Dalam sambutannya, Wakil Direktur I Bidang Akademik menekankan bahwa RTM bukan sekadar agenda rutin tahunan, melainkan forum tertinggi untuk mengevaluasi efektivitas sistem manajemen mutu yang telah berjalan.
“Kualitas layanan tidak hanya dilihat dari sisi akademik semata, tetapi juga bagaimana tata kelola, sarana prasarana, hingga iklim kampus dirasakan oleh seluruh civitas akademika. RTM ini adalah momen bagi kita untuk membedah hasil survei kepuasan pemangku kepentingan secara transparan dan objektif,” ujarnya saat membuka acara.

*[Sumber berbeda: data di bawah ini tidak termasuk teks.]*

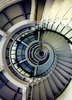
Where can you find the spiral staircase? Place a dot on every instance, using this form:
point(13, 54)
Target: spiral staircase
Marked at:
point(35, 49)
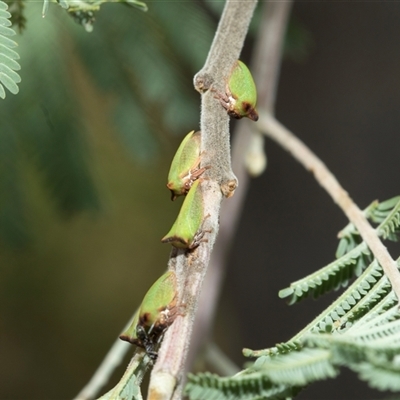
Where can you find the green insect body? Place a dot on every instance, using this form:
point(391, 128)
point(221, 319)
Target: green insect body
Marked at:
point(240, 98)
point(187, 231)
point(185, 167)
point(156, 313)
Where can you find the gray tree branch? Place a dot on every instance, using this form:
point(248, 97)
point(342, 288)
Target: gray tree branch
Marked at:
point(167, 378)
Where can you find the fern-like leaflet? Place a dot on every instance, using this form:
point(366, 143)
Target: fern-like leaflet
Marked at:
point(8, 77)
point(360, 330)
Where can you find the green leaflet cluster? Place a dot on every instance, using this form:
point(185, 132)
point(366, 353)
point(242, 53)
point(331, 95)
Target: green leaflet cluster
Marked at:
point(360, 330)
point(353, 255)
point(8, 64)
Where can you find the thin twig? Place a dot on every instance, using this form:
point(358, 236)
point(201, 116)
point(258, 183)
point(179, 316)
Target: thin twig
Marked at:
point(276, 131)
point(266, 65)
point(167, 378)
point(103, 373)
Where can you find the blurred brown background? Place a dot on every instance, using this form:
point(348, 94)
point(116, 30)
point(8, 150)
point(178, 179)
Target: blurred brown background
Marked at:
point(80, 229)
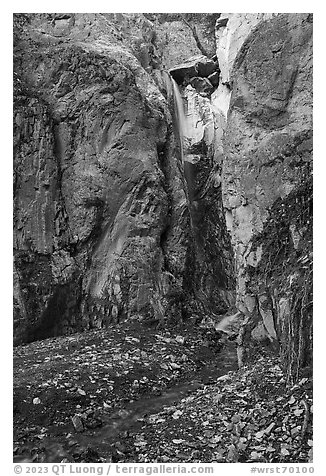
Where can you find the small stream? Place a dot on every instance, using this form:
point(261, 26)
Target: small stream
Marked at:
point(130, 417)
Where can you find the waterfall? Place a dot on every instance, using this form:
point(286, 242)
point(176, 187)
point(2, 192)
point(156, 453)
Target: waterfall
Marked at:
point(181, 130)
point(180, 116)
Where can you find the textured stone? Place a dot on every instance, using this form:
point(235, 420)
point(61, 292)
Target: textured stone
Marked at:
point(267, 174)
point(265, 127)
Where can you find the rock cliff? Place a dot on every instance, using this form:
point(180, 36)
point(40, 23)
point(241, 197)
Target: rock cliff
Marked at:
point(120, 215)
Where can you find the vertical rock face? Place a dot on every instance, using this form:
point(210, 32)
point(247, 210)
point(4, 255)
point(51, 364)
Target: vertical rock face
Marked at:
point(110, 223)
point(267, 174)
point(90, 204)
point(101, 220)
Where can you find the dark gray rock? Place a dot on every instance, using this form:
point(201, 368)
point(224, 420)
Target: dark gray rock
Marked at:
point(202, 85)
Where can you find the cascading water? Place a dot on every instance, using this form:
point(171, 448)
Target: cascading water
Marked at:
point(181, 130)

Fokus Evaluasi Komprehensif Pertemuan ini menyoroti hasil pengukuran instrumen survei yang mencakup dua perspektif utama. Pertama, dari sisi Dosen dan Tenaga Kependidikan, evaluasi difokuskan pada pemahaman Visi Misi, dukungan Sumber Daya Manusia, hingga keandalan Sistem Informasi (Perceived Usefulness). Kedua, dari sisi Mahasiswa, pembahasan mencakup efektivitas pembelajaran (Teaching and Learning), layanan akademik (Academic Advising), hingga keamanan dan kenyamanan lingkungan kampus (Campus Safety and Climate).
Kehadiran Kepala P2M dalam rapat ini menjadi sinyal kuat bahwa Polsri juga menempatkan aspek penelitian dan pengabdian masyarakat sebagai indikator mutu yang tidak terpisahkan dari proses pengajaran. Sinergi antara P2M dan bidang akademik diharapkan mampu meningkatkan skor akreditasi institusi ke depannya.

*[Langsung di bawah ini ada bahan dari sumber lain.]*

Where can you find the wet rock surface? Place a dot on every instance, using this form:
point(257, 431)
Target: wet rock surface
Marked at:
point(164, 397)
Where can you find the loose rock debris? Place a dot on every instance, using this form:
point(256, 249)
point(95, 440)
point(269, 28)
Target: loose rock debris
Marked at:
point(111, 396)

Peran Strategis Jurusan Sementara itu, para Ketua Jurusan (Kajur) dan Sekretaris Jurusan (Sekjur) yang hadir berperan sebagai ujung tombak eksekusi perbaikan. Dalam sesi diskusi, para pimpinan jurusan memberikan masukan terkait kondisi riil di lapangan, mulai dari kelayakan sarana laboratorium hingga efektivitas layanan administrasi kemahasiswaan.

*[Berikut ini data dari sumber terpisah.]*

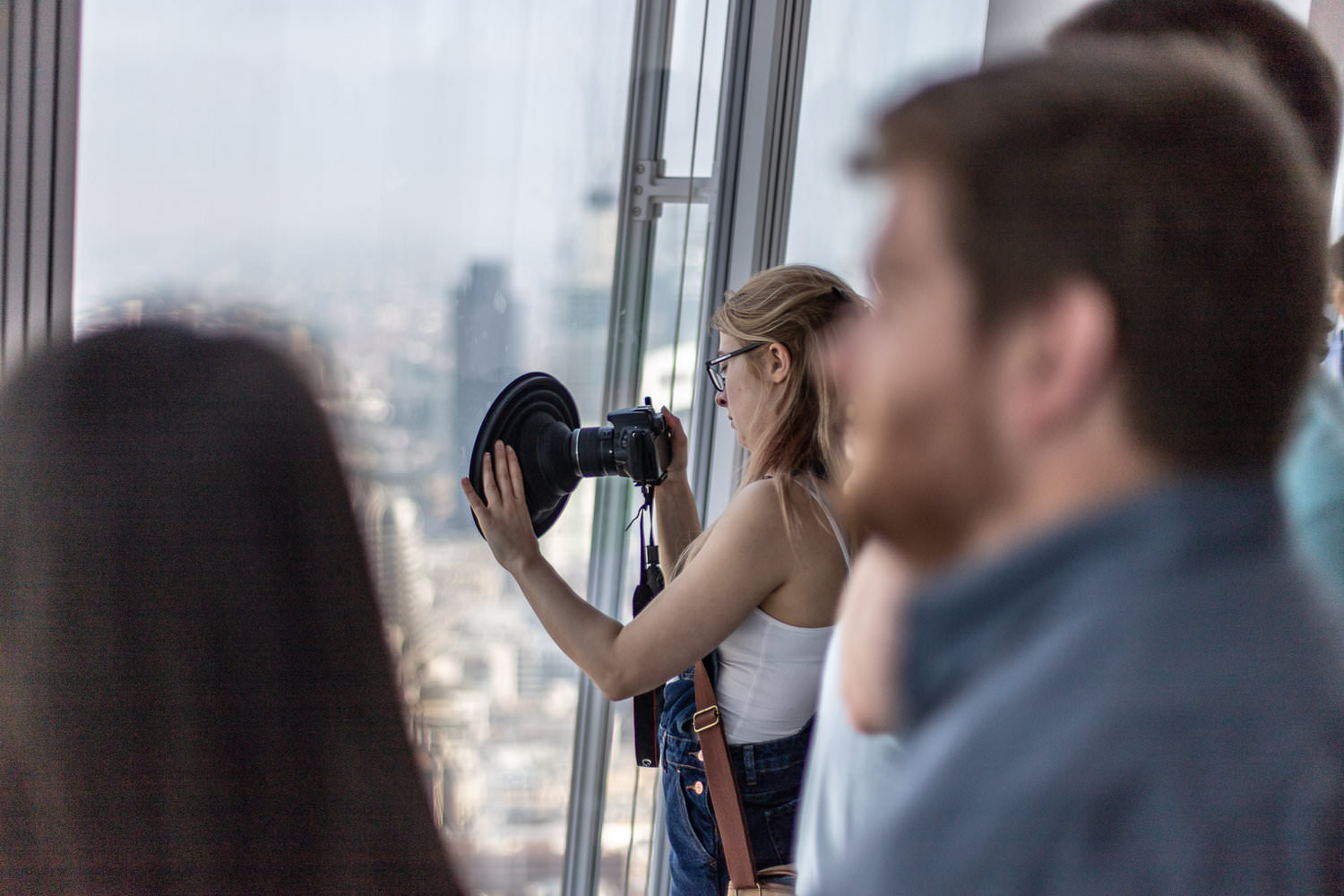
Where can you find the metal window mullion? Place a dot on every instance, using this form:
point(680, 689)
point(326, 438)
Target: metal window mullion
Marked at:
point(66, 118)
point(625, 349)
point(40, 174)
point(15, 171)
point(38, 109)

“Validitas dan reliabilitas data yang kita bahas hari ini menjadi landasan kebijakan kita besok. Kita ingin memastikan bahwa setiap keluhan dan masukan dari survei mahasiswa maupun dosen segera ditindaklanjuti dengan rencana perbaikan yang konkret,” tambah Wadir I.
Rapat ditutup dengan penandatanganan komitmen bersama untuk menindaklanjuti temuan audit dan hasil survei kepuasan, guna mewujudkan layanan pendidikan Polsri yang lebih adaptif, responsif, dan berkualitas global.